Client purchases aircraft. Pays $7370 use tax. Then declares himself owner in his capacity as trustee-settlor of his revocable, inter vivos trust. Illinois deems declaration a taxable “transfer” and assesses him another hefty sum ($7511). Client loses all appeals. Appellate court warns that de-entrusting aircraft could generate yet a third $7000+ use tax. The Illinois Aircraft Use Tax Law says what it says: The “transfer” of an aircraft is a taxable event. Presumably this unfortunate deference to form over substance is now being cured legislatively. But wait. In the case of a declaration of trust (settlor and trustee are one and the same), there is no “transfer” of legal title, title being in same person pre and post entrustment. Had court been made aware of this peculiar feature of trust declarations, things might have gone a different way. See 2019 Il App. (1st) 182197, appeal denied, 144 N.E.3d 1203 (Table) (2020). This peculiar feature of trust declarations is taken up generally in §3.4.1 of Loring and Rounds: A Trustee’s Handbook, the relevant portions of which section are reproduced in Appendix I below.

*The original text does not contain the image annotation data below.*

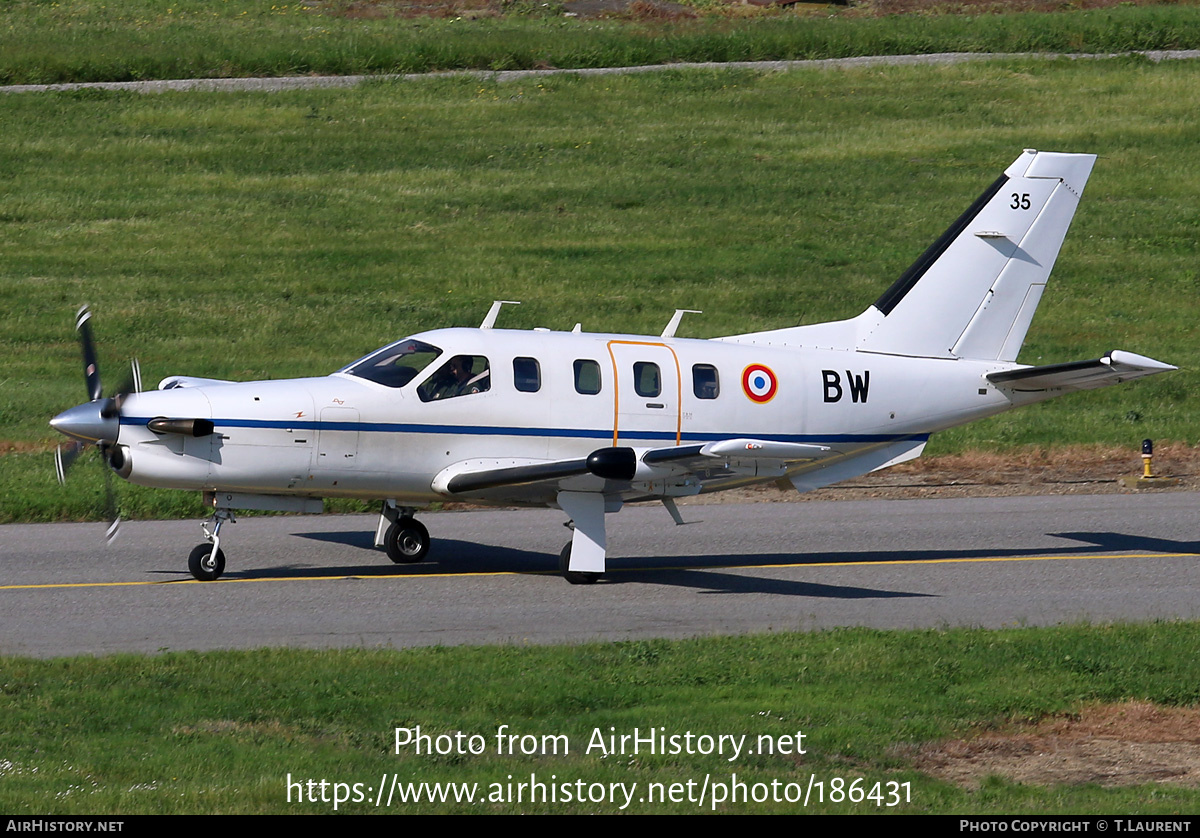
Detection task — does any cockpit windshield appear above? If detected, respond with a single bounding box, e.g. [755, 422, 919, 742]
[338, 337, 442, 387]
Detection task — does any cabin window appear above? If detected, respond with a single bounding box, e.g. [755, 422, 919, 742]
[575, 360, 600, 396]
[512, 358, 541, 393]
[338, 340, 442, 387]
[634, 361, 662, 399]
[691, 364, 721, 399]
[416, 355, 492, 401]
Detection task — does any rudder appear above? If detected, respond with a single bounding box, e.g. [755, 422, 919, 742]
[857, 150, 1096, 361]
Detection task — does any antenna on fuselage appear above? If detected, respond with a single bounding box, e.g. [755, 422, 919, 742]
[479, 300, 521, 329]
[660, 309, 704, 337]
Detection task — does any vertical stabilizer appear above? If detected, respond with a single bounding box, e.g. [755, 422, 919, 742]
[856, 150, 1096, 361]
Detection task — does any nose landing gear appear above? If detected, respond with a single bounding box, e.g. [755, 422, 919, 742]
[376, 501, 430, 564]
[187, 509, 236, 582]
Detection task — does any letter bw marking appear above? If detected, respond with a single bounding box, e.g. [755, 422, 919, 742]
[821, 370, 841, 402]
[821, 370, 871, 405]
[846, 370, 871, 405]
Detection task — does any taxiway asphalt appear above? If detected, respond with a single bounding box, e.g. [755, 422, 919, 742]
[0, 492, 1200, 657]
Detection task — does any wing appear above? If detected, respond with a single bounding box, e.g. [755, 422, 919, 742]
[988, 349, 1178, 393]
[433, 438, 838, 505]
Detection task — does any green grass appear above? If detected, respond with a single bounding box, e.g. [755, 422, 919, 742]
[0, 0, 1200, 84]
[0, 623, 1200, 815]
[0, 59, 1200, 521]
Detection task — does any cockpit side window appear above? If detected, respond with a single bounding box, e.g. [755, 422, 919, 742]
[338, 339, 442, 388]
[416, 355, 492, 401]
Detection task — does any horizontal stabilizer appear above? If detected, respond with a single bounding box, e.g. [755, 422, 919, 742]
[988, 349, 1178, 393]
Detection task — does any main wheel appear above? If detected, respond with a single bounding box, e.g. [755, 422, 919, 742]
[187, 544, 224, 582]
[558, 541, 600, 585]
[384, 517, 430, 564]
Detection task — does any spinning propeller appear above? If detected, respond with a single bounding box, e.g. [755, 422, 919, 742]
[50, 306, 142, 540]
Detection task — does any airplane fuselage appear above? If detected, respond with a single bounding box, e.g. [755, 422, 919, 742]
[118, 329, 1014, 505]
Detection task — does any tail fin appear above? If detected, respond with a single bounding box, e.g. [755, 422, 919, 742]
[722, 149, 1096, 361]
[858, 150, 1096, 361]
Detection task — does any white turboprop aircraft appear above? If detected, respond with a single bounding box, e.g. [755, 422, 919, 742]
[50, 150, 1175, 583]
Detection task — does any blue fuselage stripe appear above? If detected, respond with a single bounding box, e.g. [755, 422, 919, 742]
[121, 417, 929, 443]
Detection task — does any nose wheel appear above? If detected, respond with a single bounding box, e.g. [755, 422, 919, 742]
[187, 509, 234, 582]
[187, 544, 224, 582]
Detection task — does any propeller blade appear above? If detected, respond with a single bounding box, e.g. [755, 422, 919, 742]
[76, 306, 101, 401]
[104, 462, 121, 544]
[113, 359, 142, 400]
[54, 442, 86, 485]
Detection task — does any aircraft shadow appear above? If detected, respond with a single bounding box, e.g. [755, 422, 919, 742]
[142, 531, 1200, 599]
[1049, 533, 1200, 553]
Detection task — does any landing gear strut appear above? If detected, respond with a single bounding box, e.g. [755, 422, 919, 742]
[376, 501, 430, 564]
[187, 509, 236, 582]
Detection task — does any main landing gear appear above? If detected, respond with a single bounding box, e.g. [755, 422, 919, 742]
[187, 509, 236, 582]
[383, 515, 430, 564]
[558, 541, 601, 585]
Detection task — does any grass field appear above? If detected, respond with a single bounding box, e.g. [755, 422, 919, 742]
[0, 53, 1200, 521]
[0, 0, 1200, 814]
[7, 623, 1200, 815]
[0, 0, 1200, 84]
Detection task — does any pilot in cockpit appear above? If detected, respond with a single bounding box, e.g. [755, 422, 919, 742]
[420, 355, 491, 401]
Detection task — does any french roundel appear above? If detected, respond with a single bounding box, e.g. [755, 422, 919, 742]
[742, 364, 779, 405]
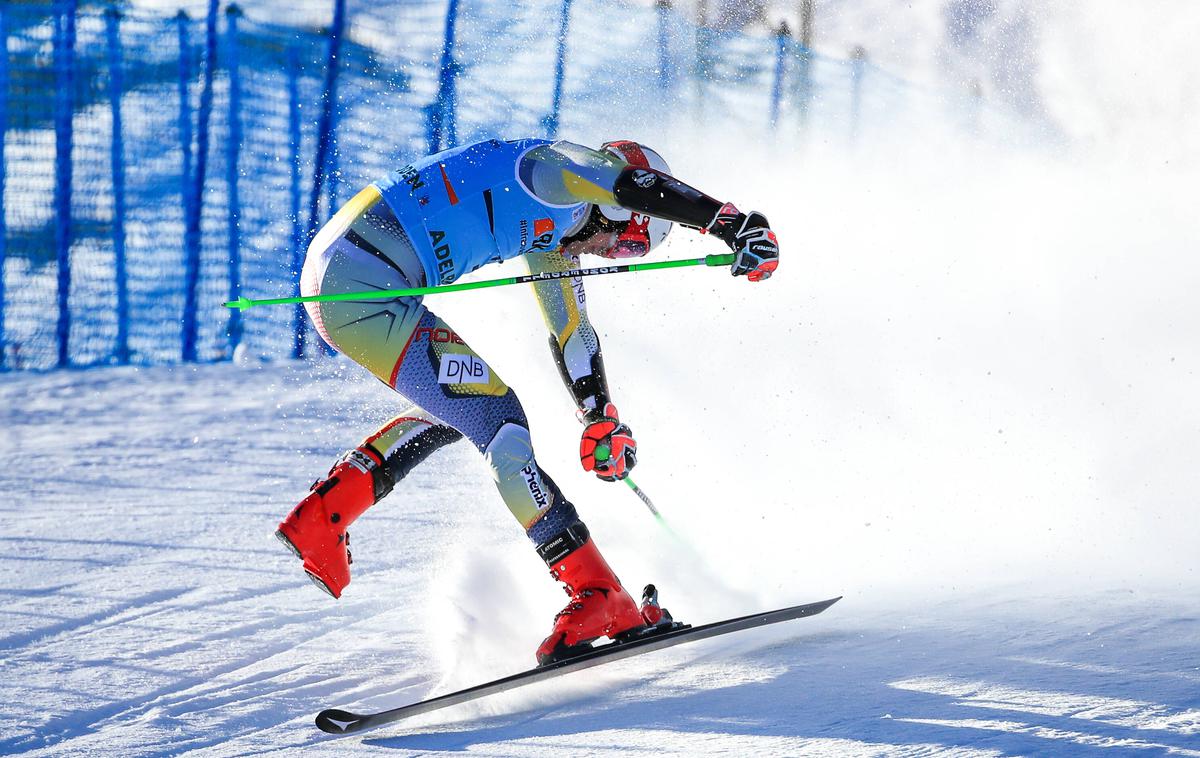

Nor did the aircraft’s owner “transfer” some beneficial interest at time of aircraft’s entrustment. As to the non-transfer of the beneficial interest, when a settlor has reserved a general inter vivos power of appointment in the form of a right to revoke, while technically contingent equitable property rights are bestowed on the successors in interest, see National Shawmut Bank v. Joy, 53 N.E.2d 113 (1944), the settlor has reserved an “ownership-equivalent” power. See Restatement (Third) of Trusts Sect. 74, cmt. a (such a power enables “elimination” by settlor of the interests of the other beneficiaries). See also the relevant portion of §8.1.1 of Loring and Rounds: A Trustee’s Handbook (2020), which portion is reproduced in the Appendix II below.
Thus functionally there was neither a transfer of the legal title nor of the ownership interest when the aircraft was entrusted.